Wednesday, October 27, 2004

In Search of England

Leaving England, as I will do in a few hours, usually makes me think for at least a moment about what it is.

Paul Kingsnorth is contemplating writing a book about England, but is still searching for a way into the subject. One book I recommended to him – without having actually read it myself, but on hearsay! – is Michael Wood’s In Search of England. Paul has a copy and will lend it to me.

I used not to pay attention to Michael Wood but changed my mind when I heard him speak at a memorial service earlier this year for his friend Sayyid Abdul Majid Khoei, the Iraqi Shi’ia cleric who was murdered last year.

Among the essays on England that I have read and found exceptionally useful is Peter Linebaugh’s The Secret History of the Magna Carta (Boston Review, Summer 2003).

Also quite good is a recent essay on the countryside by the novelist John Lanchester Field of Dreams (Guardian 25 Oct) . It includes the following:

I have lived in quite a few places in quite a few different countries, and I have never lived anywhere as essentially unfriendly, broken-up, atomised and fragmented as the English countryside.

That was, in the end, the reason we left. Our house had a few acres of marsh land - unusable but beautiful - attached. One day I took my father out in my canoe and we saw that a stretch of trees, mainly beautiful low-hanging willows, had been cut down. It had obviously happened very recently. We investigated and found out that, with nods and winks, a group of locals had agreed to cut down our trees, in order to allow access for sailing boats down a side-creek. Nobody asked my father, and the feeling that the same people who would smile and nod and make small-talk about the weather would do this behind his back caused him to feel he couldn't live in that place any more. He realised that after 11 years, he was still an outsider; that the locals still did not trust him. He felt a deep, bitter, sense of personal betrayal. It gave him an intense feeling of insecurity. By my next holiday from university, three months later, he had sold the house and moved into Norwich. Three months after that he died of a heart attack. The business with the trees did not cause that, but it certainly did not help.
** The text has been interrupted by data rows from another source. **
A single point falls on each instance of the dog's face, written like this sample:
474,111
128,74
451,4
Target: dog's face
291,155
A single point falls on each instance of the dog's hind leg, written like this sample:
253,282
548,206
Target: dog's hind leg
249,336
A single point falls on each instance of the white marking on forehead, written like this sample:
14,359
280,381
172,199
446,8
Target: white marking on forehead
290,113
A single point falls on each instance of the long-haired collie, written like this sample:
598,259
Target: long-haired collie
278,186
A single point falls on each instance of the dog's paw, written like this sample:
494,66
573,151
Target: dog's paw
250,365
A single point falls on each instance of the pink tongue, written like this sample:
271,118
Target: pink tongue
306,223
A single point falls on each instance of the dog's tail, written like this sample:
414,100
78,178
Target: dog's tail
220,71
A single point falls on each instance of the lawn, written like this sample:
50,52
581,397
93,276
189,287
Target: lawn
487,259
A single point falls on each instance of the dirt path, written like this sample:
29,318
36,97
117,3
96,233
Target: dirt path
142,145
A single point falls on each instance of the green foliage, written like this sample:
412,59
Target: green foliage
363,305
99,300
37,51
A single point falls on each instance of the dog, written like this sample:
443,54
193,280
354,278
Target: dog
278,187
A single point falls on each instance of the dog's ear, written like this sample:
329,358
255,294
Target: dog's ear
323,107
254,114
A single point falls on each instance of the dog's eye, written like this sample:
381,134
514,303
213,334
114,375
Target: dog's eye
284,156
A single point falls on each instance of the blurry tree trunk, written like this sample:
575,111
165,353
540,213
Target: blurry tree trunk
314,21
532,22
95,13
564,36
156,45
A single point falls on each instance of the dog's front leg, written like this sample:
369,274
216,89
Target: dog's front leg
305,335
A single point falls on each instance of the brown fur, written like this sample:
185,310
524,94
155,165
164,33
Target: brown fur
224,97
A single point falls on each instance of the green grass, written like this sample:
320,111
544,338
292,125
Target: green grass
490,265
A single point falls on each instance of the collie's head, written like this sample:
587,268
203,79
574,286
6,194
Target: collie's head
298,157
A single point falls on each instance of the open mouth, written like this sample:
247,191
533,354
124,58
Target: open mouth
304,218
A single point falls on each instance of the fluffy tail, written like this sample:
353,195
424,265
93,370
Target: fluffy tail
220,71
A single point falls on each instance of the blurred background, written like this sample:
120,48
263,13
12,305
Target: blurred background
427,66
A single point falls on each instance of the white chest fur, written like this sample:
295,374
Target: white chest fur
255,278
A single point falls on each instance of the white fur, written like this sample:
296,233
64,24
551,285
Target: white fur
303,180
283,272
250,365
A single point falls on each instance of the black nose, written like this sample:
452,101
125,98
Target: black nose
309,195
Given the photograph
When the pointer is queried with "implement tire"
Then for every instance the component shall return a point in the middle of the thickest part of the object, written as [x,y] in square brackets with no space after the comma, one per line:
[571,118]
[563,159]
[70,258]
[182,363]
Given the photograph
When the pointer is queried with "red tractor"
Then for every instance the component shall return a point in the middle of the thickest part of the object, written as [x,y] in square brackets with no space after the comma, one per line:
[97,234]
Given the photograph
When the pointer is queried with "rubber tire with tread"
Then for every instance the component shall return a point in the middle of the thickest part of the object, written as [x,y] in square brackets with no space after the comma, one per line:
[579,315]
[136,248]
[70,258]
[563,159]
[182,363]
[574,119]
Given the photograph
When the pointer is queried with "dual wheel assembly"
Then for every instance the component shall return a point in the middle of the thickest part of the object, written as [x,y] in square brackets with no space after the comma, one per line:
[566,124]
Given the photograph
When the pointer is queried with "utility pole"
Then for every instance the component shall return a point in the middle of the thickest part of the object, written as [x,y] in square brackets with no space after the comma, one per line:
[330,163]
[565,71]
It’s a pessimistic piece, but funny, and the kicker at the end is especially good. But it’s not the whole picture (see, for example, these letters).

Another good recent piece Guardian piece is Hilary Mackaskill’s Dust to Dust, which is about the end of the coal fields (26 Oct).

Dervla Murphy, the Irish writer and cyclist, also wrote an excellent book on inner city Northern England which I read part of once. But I cannot remember the title.